In 1790 there were 1,715 British arrivals in Sydney and 524 at Norfolk Island being convicts and their military jailers. By the end of the decade farms and settlements had spread south of Sydney to the Georges River, north towards the Hawkesbury River and west towards the Blue Mountains. The colony's settler population had doubled, including the arrival of the first free settlers.

Throughout this expansion, the Eora people of Sydney did not give up their land to the new arrivals without resistance. The most well-known of the resistance is Pemulwuy, a Bidjigal resistance fighter who sought to defend his peoples, with support from other warriors. He fatally speared convict game hunter, John McEntire who had been violent towards the local First Nations people.
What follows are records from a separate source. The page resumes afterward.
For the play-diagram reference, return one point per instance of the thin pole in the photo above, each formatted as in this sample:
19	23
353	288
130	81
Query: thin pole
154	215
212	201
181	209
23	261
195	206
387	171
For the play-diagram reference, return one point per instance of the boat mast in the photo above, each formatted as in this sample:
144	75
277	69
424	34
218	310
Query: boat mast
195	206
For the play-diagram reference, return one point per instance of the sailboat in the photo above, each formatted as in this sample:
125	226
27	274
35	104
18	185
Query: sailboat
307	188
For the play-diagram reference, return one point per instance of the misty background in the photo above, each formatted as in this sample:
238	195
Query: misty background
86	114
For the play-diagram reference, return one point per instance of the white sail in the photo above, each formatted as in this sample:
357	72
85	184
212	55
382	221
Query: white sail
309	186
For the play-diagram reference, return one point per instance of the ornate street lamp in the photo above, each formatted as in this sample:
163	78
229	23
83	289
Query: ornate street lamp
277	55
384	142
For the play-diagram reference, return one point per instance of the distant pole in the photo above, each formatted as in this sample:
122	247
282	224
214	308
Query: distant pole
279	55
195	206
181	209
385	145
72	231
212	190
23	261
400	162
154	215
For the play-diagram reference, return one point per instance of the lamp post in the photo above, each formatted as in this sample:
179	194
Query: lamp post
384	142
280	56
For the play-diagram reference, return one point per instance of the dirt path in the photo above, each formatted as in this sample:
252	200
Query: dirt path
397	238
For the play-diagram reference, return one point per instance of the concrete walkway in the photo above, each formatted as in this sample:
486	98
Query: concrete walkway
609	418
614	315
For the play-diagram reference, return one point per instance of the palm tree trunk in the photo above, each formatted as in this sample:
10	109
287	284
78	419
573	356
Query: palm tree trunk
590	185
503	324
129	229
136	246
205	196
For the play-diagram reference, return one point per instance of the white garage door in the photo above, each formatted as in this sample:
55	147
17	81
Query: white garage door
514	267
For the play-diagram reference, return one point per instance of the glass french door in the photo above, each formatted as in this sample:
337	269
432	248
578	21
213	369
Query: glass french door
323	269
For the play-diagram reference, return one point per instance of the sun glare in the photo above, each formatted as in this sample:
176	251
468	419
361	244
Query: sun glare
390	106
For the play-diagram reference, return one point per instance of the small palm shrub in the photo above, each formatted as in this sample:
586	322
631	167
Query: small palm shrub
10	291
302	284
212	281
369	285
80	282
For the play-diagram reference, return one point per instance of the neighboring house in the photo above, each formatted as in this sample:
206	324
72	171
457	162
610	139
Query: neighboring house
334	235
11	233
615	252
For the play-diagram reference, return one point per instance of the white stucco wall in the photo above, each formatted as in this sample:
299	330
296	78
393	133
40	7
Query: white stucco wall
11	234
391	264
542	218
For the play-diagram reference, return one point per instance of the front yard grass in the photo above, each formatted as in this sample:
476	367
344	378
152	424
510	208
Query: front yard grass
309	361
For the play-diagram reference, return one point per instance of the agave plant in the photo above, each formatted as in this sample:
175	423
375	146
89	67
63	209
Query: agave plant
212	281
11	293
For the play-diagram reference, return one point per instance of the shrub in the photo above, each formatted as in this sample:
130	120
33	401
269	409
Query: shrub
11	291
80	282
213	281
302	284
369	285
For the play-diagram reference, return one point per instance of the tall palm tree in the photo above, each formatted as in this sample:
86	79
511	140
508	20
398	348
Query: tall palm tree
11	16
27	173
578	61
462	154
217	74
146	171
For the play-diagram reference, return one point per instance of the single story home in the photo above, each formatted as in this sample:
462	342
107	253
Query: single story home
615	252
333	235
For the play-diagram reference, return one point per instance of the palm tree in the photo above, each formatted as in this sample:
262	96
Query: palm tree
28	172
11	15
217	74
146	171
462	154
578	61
Some convicts who had served their sentence, or earned a Ticket of Leave, were keen to start new lives in the colony. Some set-up businesses and became influential in the colony like Mary Reibey, who became a prominent businesswoman owning trading ships, farms and property. This was an unexpected result of founding the colony, which would cause tensions over the next few decades. The British government saw the colony as a penal convict settlement, a place of punishment, while free migrants and former convicts wanted to create a full society in which they had a voice.

A snapshot of the 1790s

History and Politics

The second fleet of convicts arrived, many sick from ill treatment on the voyage, 1790.

Governor Arthur Phillip received a spear wound from an Elder of the Eora peoples, 1790.

British government allowed the first migration to the New South Wales colony by free settlers, 1792.

New South Wales administered by corrupt miliary (the New South Wales Corps) including giving unlimited land grants to own officers, 1793-1795.

Society and Culture

Aboriginal warrior Pemulwuy led resistance against the British arrivals around Sydney, 1792 to 1802.

Elizabeth and John Macarthur arrived in New South Wales, 1790.

Governor Phillip returned to England and First Nations man Woollarawarre Bennelong travelled to Britain with him in 1792.

Science and Technology

The first whale is killed by a settler whaling ship crew, Sydney, 1791.

Merino sheep first introduced to New South Wales, 1797.

First sealers, hunters for the fur of seals, arrived in the Bass Strait, 1798.